Les objets connectés, dits intelligents, se multiplient dans notre quotidien. Est-ce un progrès, un risque, ou les deux ?
Deux problèmes se posent : l’un concerne ce que j’appelle «l’automatisation cognitive» - soit, grosso modo, à quel point nous sommes à l’aise avec l’idée de déléguer à des machines nos pensées, intuitions et émotions. L’autre touche au rôle croissant que jouent les données personnelles - sans lesquelles nombre d’appareils et de plateforme ne seraient pas «intelligents» - dans les champs politique et économique d’aujourd’hui. De façon générale, je dois avouer que je suis un grand fan de l’automatisation. Il n’y a aucune raison pour que les humains accomplissent des tâches quotidiennes ennuyeuses qui peuvent être faites par des machines. Mais chaque citoyen devrait avoir un socle de compétences, même si ces compétences sont devenues technologiquement obsolètes. Dans certains cas l’automatisation consiste à repousser les limites de la déqualification, sauf que ce sont des capacités cognitives, intellectuelles, et bientôt peut-être émotionnelles, que nous acceptons de perdre.

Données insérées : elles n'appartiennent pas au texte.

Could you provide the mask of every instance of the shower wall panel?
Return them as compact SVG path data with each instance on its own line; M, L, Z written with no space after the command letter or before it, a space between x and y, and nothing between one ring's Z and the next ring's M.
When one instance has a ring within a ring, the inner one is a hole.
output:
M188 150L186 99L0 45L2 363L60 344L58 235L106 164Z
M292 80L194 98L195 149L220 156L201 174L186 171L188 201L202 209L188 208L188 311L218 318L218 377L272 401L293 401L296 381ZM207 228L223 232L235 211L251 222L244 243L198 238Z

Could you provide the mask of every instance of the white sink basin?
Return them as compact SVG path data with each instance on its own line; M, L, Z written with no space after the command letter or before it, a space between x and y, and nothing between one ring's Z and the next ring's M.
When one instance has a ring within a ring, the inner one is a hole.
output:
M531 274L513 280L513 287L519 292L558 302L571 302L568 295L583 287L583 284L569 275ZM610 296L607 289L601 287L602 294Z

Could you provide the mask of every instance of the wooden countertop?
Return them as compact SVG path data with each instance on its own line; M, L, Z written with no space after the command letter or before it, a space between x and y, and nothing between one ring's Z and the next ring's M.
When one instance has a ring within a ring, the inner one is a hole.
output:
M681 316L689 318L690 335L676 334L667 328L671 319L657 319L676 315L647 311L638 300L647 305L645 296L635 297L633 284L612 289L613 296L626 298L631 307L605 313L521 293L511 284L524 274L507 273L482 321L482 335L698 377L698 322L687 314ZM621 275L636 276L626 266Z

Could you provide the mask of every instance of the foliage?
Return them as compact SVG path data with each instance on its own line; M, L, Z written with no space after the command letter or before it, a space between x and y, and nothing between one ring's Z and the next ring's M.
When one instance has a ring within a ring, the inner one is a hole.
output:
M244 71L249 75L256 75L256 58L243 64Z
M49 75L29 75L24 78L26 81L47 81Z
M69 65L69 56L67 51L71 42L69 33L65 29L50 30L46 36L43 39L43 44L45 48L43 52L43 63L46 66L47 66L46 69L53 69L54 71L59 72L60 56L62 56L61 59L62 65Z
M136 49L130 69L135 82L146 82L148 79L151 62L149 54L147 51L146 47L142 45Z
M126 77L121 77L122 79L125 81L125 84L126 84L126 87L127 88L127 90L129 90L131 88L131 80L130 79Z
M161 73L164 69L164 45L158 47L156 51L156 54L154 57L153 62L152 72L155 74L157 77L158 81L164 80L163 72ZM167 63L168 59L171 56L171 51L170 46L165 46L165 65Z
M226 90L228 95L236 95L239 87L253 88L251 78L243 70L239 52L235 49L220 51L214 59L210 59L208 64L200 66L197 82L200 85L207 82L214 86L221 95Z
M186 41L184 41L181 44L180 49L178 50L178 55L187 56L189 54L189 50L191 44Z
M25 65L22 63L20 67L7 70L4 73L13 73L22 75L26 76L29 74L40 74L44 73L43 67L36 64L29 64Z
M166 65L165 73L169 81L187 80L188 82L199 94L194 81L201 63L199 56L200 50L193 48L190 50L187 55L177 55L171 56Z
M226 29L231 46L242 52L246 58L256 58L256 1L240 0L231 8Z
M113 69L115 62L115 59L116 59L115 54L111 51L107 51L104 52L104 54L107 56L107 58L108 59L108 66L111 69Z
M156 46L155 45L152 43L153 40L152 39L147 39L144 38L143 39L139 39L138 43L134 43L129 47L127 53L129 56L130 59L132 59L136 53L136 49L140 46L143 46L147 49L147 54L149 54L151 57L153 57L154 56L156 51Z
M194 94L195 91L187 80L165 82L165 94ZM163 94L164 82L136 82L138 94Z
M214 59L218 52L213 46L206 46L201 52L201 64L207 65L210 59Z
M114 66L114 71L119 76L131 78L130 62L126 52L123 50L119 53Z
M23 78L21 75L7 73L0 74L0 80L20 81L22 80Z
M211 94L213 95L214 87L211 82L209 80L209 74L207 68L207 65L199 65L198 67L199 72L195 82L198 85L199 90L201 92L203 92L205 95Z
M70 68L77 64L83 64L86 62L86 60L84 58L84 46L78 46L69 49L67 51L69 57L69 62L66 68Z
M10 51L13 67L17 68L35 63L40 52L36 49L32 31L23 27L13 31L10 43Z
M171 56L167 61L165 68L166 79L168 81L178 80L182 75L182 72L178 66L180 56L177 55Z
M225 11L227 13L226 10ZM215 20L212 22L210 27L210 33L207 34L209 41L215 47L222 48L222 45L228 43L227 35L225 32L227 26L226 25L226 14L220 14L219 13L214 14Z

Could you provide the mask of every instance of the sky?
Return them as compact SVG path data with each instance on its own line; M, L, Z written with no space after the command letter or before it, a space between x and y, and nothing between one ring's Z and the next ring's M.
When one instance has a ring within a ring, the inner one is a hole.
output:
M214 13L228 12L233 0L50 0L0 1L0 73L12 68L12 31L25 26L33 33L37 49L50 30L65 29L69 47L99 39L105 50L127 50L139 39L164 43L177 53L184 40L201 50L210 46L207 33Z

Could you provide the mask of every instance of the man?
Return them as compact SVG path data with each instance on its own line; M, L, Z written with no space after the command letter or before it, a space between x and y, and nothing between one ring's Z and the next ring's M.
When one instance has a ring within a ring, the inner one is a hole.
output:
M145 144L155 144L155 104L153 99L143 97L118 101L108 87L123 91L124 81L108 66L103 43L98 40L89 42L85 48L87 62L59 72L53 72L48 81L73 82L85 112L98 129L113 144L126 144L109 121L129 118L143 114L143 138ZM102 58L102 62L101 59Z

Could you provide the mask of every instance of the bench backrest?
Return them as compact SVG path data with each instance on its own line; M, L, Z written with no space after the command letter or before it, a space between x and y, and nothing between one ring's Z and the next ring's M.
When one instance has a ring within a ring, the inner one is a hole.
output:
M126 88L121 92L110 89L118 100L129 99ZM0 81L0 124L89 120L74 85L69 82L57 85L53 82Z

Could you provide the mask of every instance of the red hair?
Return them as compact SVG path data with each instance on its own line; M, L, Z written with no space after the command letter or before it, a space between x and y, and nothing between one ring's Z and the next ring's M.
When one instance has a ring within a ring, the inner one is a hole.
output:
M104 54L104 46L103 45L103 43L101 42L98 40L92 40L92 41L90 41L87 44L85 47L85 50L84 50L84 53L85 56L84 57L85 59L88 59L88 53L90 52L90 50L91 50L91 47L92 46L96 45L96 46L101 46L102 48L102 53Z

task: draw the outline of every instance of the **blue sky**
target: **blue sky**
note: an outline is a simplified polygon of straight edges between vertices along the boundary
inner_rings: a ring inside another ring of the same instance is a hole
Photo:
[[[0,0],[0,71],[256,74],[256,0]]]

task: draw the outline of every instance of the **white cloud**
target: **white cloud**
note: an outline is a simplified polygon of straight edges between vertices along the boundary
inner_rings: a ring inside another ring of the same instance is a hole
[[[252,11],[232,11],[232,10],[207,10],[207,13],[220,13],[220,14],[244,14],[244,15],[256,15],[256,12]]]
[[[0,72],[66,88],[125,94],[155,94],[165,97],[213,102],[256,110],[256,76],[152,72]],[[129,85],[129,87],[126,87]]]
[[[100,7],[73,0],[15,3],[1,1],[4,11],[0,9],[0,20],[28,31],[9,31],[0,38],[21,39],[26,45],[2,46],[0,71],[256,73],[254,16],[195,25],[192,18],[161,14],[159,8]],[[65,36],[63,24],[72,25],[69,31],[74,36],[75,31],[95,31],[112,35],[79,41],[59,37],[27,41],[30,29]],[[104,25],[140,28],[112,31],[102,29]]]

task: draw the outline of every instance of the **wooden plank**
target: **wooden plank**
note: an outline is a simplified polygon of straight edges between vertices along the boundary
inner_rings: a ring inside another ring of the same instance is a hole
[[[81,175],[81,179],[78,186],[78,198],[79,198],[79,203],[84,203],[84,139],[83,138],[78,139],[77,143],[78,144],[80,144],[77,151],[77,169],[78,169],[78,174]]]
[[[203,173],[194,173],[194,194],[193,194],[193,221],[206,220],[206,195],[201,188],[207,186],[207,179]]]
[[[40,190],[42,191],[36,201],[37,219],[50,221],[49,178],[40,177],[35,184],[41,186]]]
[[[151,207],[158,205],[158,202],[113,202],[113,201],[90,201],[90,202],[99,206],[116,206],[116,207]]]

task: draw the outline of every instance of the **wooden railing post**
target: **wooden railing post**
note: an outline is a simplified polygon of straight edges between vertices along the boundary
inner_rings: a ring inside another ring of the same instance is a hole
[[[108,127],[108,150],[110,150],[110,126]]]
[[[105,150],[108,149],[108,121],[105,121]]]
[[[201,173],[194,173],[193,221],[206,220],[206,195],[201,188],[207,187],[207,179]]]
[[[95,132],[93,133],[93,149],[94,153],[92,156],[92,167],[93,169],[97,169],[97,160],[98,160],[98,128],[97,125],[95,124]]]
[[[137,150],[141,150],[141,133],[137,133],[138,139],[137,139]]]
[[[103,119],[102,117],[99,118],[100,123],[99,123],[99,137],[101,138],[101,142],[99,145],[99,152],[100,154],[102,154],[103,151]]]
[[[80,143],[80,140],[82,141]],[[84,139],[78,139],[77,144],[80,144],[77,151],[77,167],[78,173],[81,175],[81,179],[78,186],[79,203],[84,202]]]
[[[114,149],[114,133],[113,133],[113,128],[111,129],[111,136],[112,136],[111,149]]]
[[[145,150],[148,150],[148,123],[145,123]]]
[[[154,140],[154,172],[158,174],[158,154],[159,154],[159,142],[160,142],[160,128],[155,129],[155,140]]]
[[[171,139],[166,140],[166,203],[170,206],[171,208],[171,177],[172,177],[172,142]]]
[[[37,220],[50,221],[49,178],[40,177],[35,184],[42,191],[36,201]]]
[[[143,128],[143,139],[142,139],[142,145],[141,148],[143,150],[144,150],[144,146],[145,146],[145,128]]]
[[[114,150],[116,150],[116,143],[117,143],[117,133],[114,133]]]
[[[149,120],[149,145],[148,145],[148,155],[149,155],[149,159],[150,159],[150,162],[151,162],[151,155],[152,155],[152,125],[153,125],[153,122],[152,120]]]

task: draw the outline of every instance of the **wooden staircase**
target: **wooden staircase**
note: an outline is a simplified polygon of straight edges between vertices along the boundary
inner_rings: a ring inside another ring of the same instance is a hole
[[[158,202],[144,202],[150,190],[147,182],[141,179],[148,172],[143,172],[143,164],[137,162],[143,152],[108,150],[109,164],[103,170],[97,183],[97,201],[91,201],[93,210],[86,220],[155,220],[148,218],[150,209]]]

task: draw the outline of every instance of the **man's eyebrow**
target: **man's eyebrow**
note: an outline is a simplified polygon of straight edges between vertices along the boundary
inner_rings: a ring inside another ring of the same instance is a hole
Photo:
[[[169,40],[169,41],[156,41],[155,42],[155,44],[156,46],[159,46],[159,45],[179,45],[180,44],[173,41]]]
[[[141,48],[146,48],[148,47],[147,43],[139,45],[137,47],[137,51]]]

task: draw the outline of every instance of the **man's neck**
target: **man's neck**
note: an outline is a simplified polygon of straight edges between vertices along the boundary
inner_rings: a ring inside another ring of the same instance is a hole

De nombreux acteurs de la santé ou de l’assurance sont de plus en plus intéressés par les objets connectés. Doit-on s’en inquiéter ?
Tous ces objets personnalisés à l’extrême vont certainement achever de détruire les quelques restes de solidarité et de respect mutuel laissés par des années de dogme néolibéral. En gros, l’Etat providence, qu’on l’aime ou qu’on le déteste, présupposait un certain degré d’ignorance. La prolifération de capteurs nous permet de combler ce vide, nous donnant quantité d’informations sur les «profils risques» de la plupart des citoyens. Si je sais que ma santé est bien meilleure que celle de mon voisin, pourquoi subventionnerais-je son mode de vie pas très sain ? Ces questions sont au cœur de la transformation de l’Etat providence. Les appareils connectés, aussi excitants soient-ils, ouvrent une voie encore plus sinistre : une montre connectée ne va pas transformer une assurance en œuvre de charité. Tout le monde ne pourra pas obtenir des réductions - quelqu’un va donc devoir payer plus. Et je suis presque sûr que ces gens-là seront les pauvres, les gens malades, les plus vulnérables.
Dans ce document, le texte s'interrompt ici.